19 thoughts on “Poetry Friday: After Arthur Sze”

  1. I love this striking line and the poem you’ve built. I particularly love that some of your words are found inside other words (evening, glorious). The last 4 lines are lovely.

    Like

  2. Oh, I want to try a fault line poem. So clever to use two words at a time or part of words like glorious and evening. It looks like you put a sweet poetic puzzle together there. Thanks for sharing the poem by Sze. You are right, he is knew to me. Your photo is perfect for the poem.

    Like

  3. Mary Lee, thanks for sharing the Poetry Sisters’ prompt for the end of February. I enjoyed reading your poem with the unique fault line in the center. The format is great and the way your formed your center meeting of words is well done. I am interested in Heidi’s new format so maybe one day in the future I can play with the new poetic form.

    Like

  4. Your execution of a fault line poem is faultless. I love how you captured the feeling of February and its tease of warmth before the bitter cold. One day everyone was out planting flowers and the next hibernating again. I read Sze’s book Sight Lines. You are right about his writing. I love the details that seem personal yet turn universal in his poetry.

    Like

  5. Whoa, Mary Lee. This is perfection. It’s so tangible and yet a perfect metaphoric conversation with Sze’s poem! Those daffodils, with their feet in darkness… yes. And the words-within-words are a certain kind of brilliant. Wow.

    Like

  6. Wow — love seeing such a great example of a fault line poem and reading my first Sze poem (wondering where I’ve been that I wasn’t familiar with his work). Love the striking line you selected and the sentiment about how February raises our hopes (so true!).

    Like

  7. “remember what it’s like to take a chance” even when our feet are in darkness and a single cloud can take all the warmth we thought we saw…fantastic.

    Like

  8. Love your fault-line poem, Mary Lee, and the way a mind wanders while driving is visually reflected in the road down the middle of the poem!!! Love it all and the “February raises our hopes” made me giggle because it is so true! Thank you also for this reminder to “grab each opportunity.”

    Like

  9. Fault line.. what a perfect name for your new form. Really intrigues me. “The sun briefly allowed by the clouds to shine.” What a great line. It reminded me of the times I see the rays streaming out of the clouds as if they escaped for a moment captured behind the clouds. Lovely!

    Like

  10. I love Arthur Sze. I’ve shared “The Shapes of Leaves” a couple of times over the PF years and it remains one of my favorites of his, but it’s so very hard to pick a favorite when a poet is so, so good. (“Which of these shimmering sunbeams do you like best?”)

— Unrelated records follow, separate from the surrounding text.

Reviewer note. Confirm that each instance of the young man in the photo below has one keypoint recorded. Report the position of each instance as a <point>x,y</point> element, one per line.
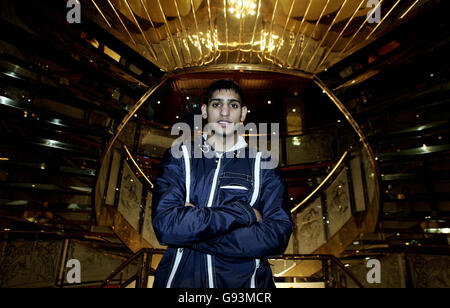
<point>221,216</point>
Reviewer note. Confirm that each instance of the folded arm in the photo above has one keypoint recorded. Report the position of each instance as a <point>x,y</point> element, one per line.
<point>177,224</point>
<point>260,240</point>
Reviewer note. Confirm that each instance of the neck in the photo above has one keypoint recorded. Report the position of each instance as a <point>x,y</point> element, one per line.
<point>223,143</point>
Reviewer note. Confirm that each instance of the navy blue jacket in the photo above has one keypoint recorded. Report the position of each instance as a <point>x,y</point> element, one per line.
<point>219,243</point>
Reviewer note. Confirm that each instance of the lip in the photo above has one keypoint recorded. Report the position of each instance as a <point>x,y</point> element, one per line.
<point>224,123</point>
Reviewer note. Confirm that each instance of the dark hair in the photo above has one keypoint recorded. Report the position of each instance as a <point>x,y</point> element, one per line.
<point>224,84</point>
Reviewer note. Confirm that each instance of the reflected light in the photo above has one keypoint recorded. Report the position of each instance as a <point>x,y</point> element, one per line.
<point>242,8</point>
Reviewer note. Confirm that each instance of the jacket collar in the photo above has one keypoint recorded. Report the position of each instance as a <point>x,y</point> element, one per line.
<point>241,143</point>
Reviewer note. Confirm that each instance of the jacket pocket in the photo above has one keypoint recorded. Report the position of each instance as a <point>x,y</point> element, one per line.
<point>234,187</point>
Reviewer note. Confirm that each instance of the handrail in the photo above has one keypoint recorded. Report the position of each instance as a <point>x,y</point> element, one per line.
<point>318,188</point>
<point>332,258</point>
<point>130,157</point>
<point>130,260</point>
<point>143,271</point>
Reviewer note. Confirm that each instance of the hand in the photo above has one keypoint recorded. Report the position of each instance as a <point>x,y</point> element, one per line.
<point>258,215</point>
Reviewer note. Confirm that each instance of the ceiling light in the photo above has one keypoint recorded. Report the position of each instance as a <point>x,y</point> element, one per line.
<point>437,230</point>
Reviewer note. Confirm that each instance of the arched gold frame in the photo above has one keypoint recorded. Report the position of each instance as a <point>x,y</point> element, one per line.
<point>336,244</point>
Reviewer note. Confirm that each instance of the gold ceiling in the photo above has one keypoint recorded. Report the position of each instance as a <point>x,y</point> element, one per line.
<point>307,35</point>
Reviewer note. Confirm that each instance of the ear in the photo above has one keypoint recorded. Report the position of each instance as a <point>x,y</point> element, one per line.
<point>204,112</point>
<point>244,113</point>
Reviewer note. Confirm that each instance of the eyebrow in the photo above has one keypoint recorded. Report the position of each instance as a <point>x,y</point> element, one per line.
<point>233,100</point>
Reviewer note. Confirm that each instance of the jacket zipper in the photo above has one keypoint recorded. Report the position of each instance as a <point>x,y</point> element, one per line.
<point>178,257</point>
<point>253,281</point>
<point>210,203</point>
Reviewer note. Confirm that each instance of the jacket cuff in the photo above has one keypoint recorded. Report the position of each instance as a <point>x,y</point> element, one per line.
<point>249,210</point>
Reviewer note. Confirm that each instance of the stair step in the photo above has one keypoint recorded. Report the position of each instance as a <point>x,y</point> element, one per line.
<point>47,187</point>
<point>29,166</point>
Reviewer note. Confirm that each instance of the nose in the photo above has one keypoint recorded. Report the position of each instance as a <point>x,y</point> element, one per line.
<point>225,110</point>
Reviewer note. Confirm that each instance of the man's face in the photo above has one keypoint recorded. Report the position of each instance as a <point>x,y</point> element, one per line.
<point>224,112</point>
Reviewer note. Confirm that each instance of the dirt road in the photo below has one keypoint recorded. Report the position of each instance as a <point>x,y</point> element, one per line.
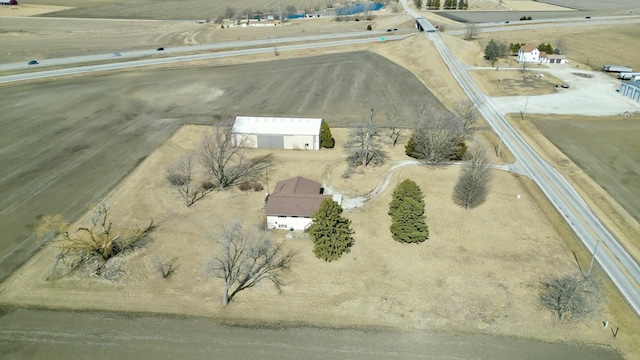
<point>33,334</point>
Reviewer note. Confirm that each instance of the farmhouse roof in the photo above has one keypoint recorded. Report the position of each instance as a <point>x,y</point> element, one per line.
<point>276,125</point>
<point>528,48</point>
<point>297,196</point>
<point>635,83</point>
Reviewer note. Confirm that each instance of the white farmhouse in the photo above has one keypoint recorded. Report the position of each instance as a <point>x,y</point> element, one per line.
<point>529,54</point>
<point>293,203</point>
<point>277,133</point>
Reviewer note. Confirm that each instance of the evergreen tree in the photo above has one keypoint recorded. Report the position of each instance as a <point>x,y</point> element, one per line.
<point>326,139</point>
<point>406,189</point>
<point>330,232</point>
<point>407,213</point>
<point>408,223</point>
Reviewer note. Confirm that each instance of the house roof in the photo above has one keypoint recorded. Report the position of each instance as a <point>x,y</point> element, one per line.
<point>528,48</point>
<point>276,126</point>
<point>635,84</point>
<point>297,196</point>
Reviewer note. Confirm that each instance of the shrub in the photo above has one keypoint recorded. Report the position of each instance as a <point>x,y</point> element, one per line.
<point>326,139</point>
<point>207,185</point>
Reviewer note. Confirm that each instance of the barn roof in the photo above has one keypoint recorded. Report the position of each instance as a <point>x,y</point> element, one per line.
<point>528,48</point>
<point>276,126</point>
<point>297,196</point>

    I love your take on “The Chance” and I’m so intrigued by the Fault Line Form!

    Like

  11. This “new” Fault Line Form down the middle of your poem is a powerful format as you describe the magic as well as the challenges of this long and snow filled winter for so many of us. I could feel for the flowers ready to make their way IF the sun just stays a few more hours!

    Like

  12. I love this innovation on familiar poetry forms. The name, fault line poem, works so appropriately. You have given your fellow poets an exemplar, Mary Lee. It is important that we as poets explore the outer reaches of poetry’s terrian. You, my poetic friend, are an explorer! Thank you for also sharing your new learning regarding Arthur Sze. I am also curious to know more, regarding his work.

    Like

  13. I so agree about the great service of shining a light on Arthur Sze. I’ve loved all my reading of his poems and poems in response this weekend. Those “daffodils with their feet in darkness,” are wonderful. You already know I love that line that ends with “shine.” Wonderful fault line poem. I think I will start looking at ovillejos.

    Like

  14. What a beautiful job you did with the fault line form! Your line about the daffoldils with “their feet in darkness” made me pause and take note. And yes, I am unfamiliar with Sze but now I want to read more and more. Thank you, Poetry Sisters.

    Like

  15. Oooh! A fault line form. I like it. I also wondered if my hellebores would make it. They had buds at Christmas and then we got snowcrete. And more snow. And more snow. They haven’t died, but they haven’t bloomed yet.